Somewhere, within the craft of conformal maps, lie the answers to dark, difficult problems of physics.
For instance, can you map out the electric field lines around one of Benjamin Franklin’s pointed lightning rods?
Can you calculate the fluid velocities in a channel making a sharp right angle?
Now take it up a notch in difficulty: Can you find the distribution of the sizes of magnetic domains within a flat magnet that is about to depolarize?
Or take it to the max: Can you find the vibration frequencies of the cosmic strings of string theory?
The answers to all these questions starts with simple physics solutions within simple boundaries—sometimes a problem so simple even a freshman physics student can solve it—and then mapping the solution, point by point, onto the geometry of the desired problem.
Once the right mapping function is found, you can solve some of the stickiest, ugliest, crankiest problems of physics like a pro.
The Earliest Conformal Maps
What is a conformal map? It is a transformation that takes one picture into another, keeping all local angles unchanged, no matter how distorted the overall transformation is.
This property was understood by the very first mathematicians, wrangling their sexagesimal numbers by the waters of Babylon as they mapped the heavens onto charts to foretell the coming of the seasons.
Hipparchus of Rhodes, around 150 BCE during the Hellenistic transition from Alexander to Caesar, was the first to describe the stereographic projection by which the locations of the stars were mapped on a plane by locating all the stars on the celestial sphere and tracing a line from the bottom of the sphere to the star and plotting where the line intersects the mid plane. Why this method should be conformal, preserving the angles, was probably beyond his mathematical powers, but he probably intuitively knew that it did.
Ptolemy of Alexandria around 150 CE, expanded on Hipparchus’ star charts and then introduced his own conical-like projection to map all the known world of his day. The Ptolemaic projection is almost conformal, but not quite. He was more interested in keeping areas faithful than angles.
Mercator’s Rules of Rhumb
The first conformal mapping of the Earth’s surface onto the plane was constructed by Gerard Mercator in 1569. His goal, as a map maker, was to construct a map that traced out a ship’s course of constant magnetic bearing as a straight line, known as a rhumb line. This mapping property had important utility for navigators, especially on long voyages at sea beyond the sight of land, and was a hallmark of navigation maps of the Mediterranean, known as Portolan Charts. Rhumb lines were easy to draw on the small scales of the middle ocean, but on the scale of the Earth, no one knew how to do it.
Though Mercator’s life and career have been put under the biographer’s microscope numerous times, the exact moment when he realized how to make his map—the now-famous Mercator Projection—is not known. It is possible that he struck a compromise between a cylindrical point projection, that stretched the arctic regions, and a cylindrical line projection that compressed the arctic regions.
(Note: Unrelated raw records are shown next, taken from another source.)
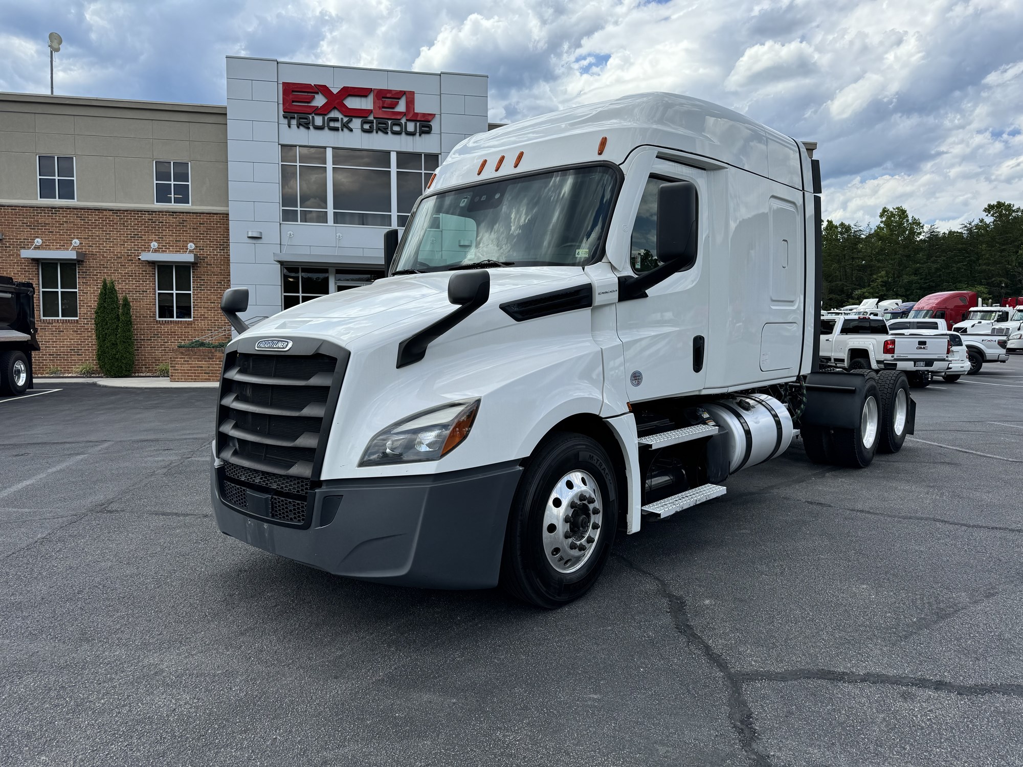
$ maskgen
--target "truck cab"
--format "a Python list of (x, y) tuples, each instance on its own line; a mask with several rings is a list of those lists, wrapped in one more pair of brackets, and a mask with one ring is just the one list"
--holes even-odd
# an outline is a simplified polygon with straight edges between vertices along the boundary
[(0, 276), (0, 394), (32, 389), (32, 354), (39, 351), (31, 282)]
[(727, 492), (797, 428), (864, 467), (914, 427), (905, 376), (815, 372), (819, 167), (724, 107), (627, 96), (468, 138), (387, 276), (227, 347), (225, 534), (338, 575), (585, 593), (616, 534)]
He also was a maker of large globes on which rhumb lines (actually curves) could be measured and transferred to a flat map. Either way, he knew that he had invented something entirely new, and he promoted his map as an aid for the Age of Exploration. There is some evidence that Frobisher took Mercator’s map with him during his three famous arctic expeditions seeking the Northwest Passage.
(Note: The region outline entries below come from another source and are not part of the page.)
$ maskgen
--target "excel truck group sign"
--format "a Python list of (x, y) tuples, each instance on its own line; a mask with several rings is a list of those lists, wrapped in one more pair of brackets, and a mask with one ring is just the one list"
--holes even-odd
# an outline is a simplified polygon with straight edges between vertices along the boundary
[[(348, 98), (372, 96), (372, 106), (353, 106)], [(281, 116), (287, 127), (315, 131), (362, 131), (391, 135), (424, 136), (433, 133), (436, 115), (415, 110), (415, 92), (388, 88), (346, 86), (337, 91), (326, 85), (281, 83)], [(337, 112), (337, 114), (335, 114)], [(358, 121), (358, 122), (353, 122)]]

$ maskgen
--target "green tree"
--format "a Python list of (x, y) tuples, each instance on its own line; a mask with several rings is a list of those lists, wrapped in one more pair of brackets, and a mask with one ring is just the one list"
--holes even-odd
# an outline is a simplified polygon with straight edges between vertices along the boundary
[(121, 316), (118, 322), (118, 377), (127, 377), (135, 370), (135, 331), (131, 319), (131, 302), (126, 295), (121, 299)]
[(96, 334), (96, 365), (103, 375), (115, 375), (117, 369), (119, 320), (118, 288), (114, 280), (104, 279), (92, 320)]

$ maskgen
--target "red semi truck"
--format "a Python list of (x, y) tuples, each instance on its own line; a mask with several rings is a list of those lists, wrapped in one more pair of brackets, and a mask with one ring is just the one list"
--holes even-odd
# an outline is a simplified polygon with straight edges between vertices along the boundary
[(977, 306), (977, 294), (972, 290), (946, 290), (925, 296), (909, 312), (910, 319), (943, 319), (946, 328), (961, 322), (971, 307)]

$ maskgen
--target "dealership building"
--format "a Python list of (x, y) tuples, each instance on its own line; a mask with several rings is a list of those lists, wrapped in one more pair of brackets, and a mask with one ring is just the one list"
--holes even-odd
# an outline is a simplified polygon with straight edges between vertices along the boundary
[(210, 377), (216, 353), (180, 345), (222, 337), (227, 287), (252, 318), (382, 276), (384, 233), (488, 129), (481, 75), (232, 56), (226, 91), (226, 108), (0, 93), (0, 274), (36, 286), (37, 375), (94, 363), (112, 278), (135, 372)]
Mercator never explained nor described the mathematical function behind his projection. This was first discovered by the English mathematician Thomas Harriot in 1589, 20 years after Mercator published his map, as Harriot was helping Sir Walter Rayleigh with his New World projects. Like most of what Harriot did during his lifetime, he was years (sometimes decades) ahead of anyone else, but no one ever knew because he never published. His genius remained buried in his personal notes until they were uncovered in the late 1800’s long after others had claimed credit for things he did first.
The rhumb lines of Mercator’s map maintain constant angle relative to all lines of longitude and hence the Mercator projection is a conformal map. The mathematical proof of this fact was first given by James Gregory in 1668 (almost a century after Mercator’s feat) followed by a clearer proof by Isaac Barrow in 1670. It was 25 years later that Edmund Halley (of Halley’s Comet fame) proved that the stereographic projection was also conformal.
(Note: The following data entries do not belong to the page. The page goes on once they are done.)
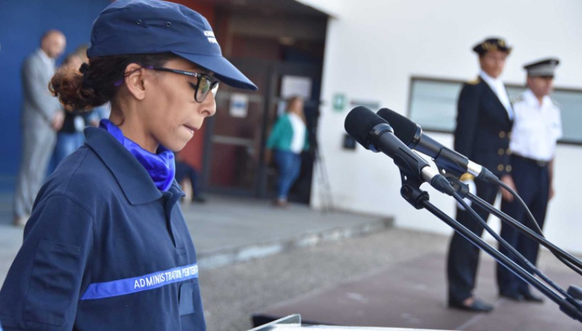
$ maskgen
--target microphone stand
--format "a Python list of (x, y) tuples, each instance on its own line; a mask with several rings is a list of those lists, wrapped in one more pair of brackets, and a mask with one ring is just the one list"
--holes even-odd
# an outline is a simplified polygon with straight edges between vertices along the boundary
[[(456, 157), (455, 155), (456, 152), (454, 151), (449, 151), (446, 149), (441, 150), (438, 155), (433, 159), (435, 164), (436, 164), (437, 168), (438, 168), (439, 172), (441, 174), (445, 176), (447, 179), (451, 181), (451, 185), (452, 185), (457, 190), (457, 192), (461, 194), (462, 197), (468, 197), (469, 200), (475, 202), (476, 203), (479, 204), (479, 202), (474, 201), (472, 196), (476, 199), (481, 200), (482, 203), (487, 203), (486, 201), (483, 201), (481, 198), (476, 197), (473, 194), (469, 194), (469, 190), (467, 187), (467, 185), (464, 183), (462, 183), (459, 178), (461, 174), (464, 172), (464, 171), (461, 170), (461, 169), (465, 169), (466, 165), (465, 164), (459, 164), (458, 157)], [(460, 155), (460, 154), (459, 154)], [(463, 157), (461, 155), (461, 157)], [(463, 168), (465, 167), (465, 168)], [(502, 182), (499, 179), (497, 178), (496, 176), (494, 175), (489, 170), (485, 168), (483, 169), (484, 174), (483, 174), (483, 178), (481, 177), (477, 177), (477, 179), (485, 180), (485, 181), (489, 182), (491, 183), (495, 183), (499, 185), (504, 187), (506, 190), (509, 190), (514, 197), (517, 199), (518, 201), (519, 201), (520, 204), (525, 209), (527, 212), (527, 214), (528, 216), (528, 220), (532, 223), (532, 228), (535, 228), (537, 230), (538, 234), (534, 232), (533, 231), (530, 230), (529, 228), (524, 227), (521, 223), (518, 222), (512, 222), (509, 221), (507, 217), (507, 215), (505, 217), (500, 216), (498, 213), (501, 212), (497, 210), (496, 209), (493, 208), (491, 205), (489, 206), (485, 206), (481, 204), (479, 204), (481, 207), (487, 210), (489, 212), (495, 214), (496, 217), (499, 217), (502, 220), (507, 220), (510, 225), (514, 227), (517, 227), (518, 230), (521, 230), (522, 232), (525, 233), (529, 237), (532, 238), (533, 240), (536, 241), (538, 243), (543, 245), (544, 247), (546, 247), (550, 250), (550, 251), (553, 254), (556, 258), (557, 258), (560, 261), (563, 263), (566, 266), (572, 269), (572, 270), (577, 272), (579, 274), (582, 275), (582, 261), (579, 259), (576, 259), (572, 254), (568, 253), (567, 252), (564, 251), (563, 250), (558, 248), (555, 245), (552, 244), (550, 241), (547, 240), (544, 241), (545, 237), (543, 236), (543, 233), (542, 232), (541, 229), (538, 225), (537, 222), (536, 221), (535, 219), (534, 219), (533, 215), (530, 212), (530, 210), (527, 208), (527, 206), (521, 199), (521, 198), (517, 194), (515, 191), (511, 189), (511, 188), (507, 187), (503, 182)], [(515, 221), (515, 220), (514, 220)], [(536, 236), (535, 237), (532, 236)], [(582, 289), (578, 289), (578, 292), (581, 293), (581, 298), (582, 298)]]
[[(471, 201), (476, 203), (479, 207), (485, 209), (489, 213), (495, 215), (496, 217), (498, 217), (502, 221), (512, 225), (512, 227), (516, 228), (519, 231), (522, 232), (523, 234), (527, 235), (530, 239), (536, 241), (536, 243), (539, 243), (540, 245), (545, 247), (548, 250), (550, 250), (554, 254), (559, 254), (559, 255), (563, 257), (565, 259), (568, 260), (569, 262), (573, 263), (573, 265), (569, 265), (570, 268), (574, 268), (574, 271), (578, 272), (580, 274), (582, 274), (582, 270), (580, 268), (582, 268), (582, 261), (579, 259), (576, 259), (576, 257), (572, 255), (571, 254), (568, 253), (568, 252), (563, 250), (563, 249), (560, 248), (559, 247), (556, 246), (554, 243), (552, 243), (549, 240), (546, 239), (545, 237), (541, 237), (541, 235), (538, 234), (537, 233), (532, 231), (529, 228), (526, 227), (523, 224), (517, 221), (515, 219), (511, 217), (510, 216), (507, 215), (505, 212), (498, 210), (496, 208), (491, 205), (487, 201), (483, 200), (483, 199), (473, 194), (472, 193), (468, 192), (468, 188), (467, 190), (467, 193), (465, 193), (465, 190), (463, 188), (463, 186), (466, 186), (467, 184), (465, 184), (462, 182), (456, 182), (454, 187), (456, 187), (456, 185), (459, 185), (460, 188), (457, 190), (459, 195), (461, 197), (467, 197)], [(569, 264), (569, 263), (568, 263)]]
[[(520, 278), (527, 281), (533, 287), (536, 288), (550, 300), (555, 302), (560, 310), (564, 312), (571, 318), (582, 322), (582, 302), (572, 297), (563, 298), (556, 292), (552, 290), (546, 284), (534, 277), (530, 273), (524, 270), (517, 263), (503, 255), (498, 250), (487, 243), (480, 237), (477, 236), (462, 224), (452, 219), (451, 217), (439, 210), (436, 205), (430, 203), (428, 192), (420, 190), (420, 186), (422, 181), (414, 176), (410, 176), (407, 172), (400, 170), (400, 177), (402, 185), (400, 188), (400, 194), (402, 197), (416, 209), (425, 208), (432, 214), (445, 222), (447, 225), (453, 228), (461, 236), (469, 242), (477, 246), (492, 256), (496, 261), (499, 262), (507, 269), (510, 270)], [(570, 290), (568, 293), (570, 294)], [(572, 291), (572, 292), (576, 292)]]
A hundred years passed after Halley before anyone again looked into the conformal properties of mapping—and then the field exploded.
The Rube in Frederick’s Berlin
In 1761, the Swiss contingent of the Prussian Academy of Sciences nominated a little-known self-taught Swiss mathematician to the membership of the Academy. The process was pro forma, but everyone nominated was interviewed personally by Frederick the Great who had restructured the Academy years before from a backwater society to a leading scientific society in Europe. When Frederick met Johann Lambert, he thought it must be a practical joke. Lambert looked strange, dressed strangely, and his manners were even stranger. He was born poor, had never gone to school, and he looked it and he talked it.
Frederick rejected the nomination.
But the Swiss contingent, led by Leonhard Euler himself, persisted, because they knew what Frederick did not—Lambert was a genius. He was an autodidact who had pulled himself up so thoroughly, that he had self-published some of the greatest works of philosophy and science of his generation. One of these was on the science of optics which established standards of luminance that we still use today. (In my own laboratory, my students and I routinely refer to Lambertian surfaces in our research on laser speckle. And we use the Lambert-Beer law of optical attenuation every day in our experiments.)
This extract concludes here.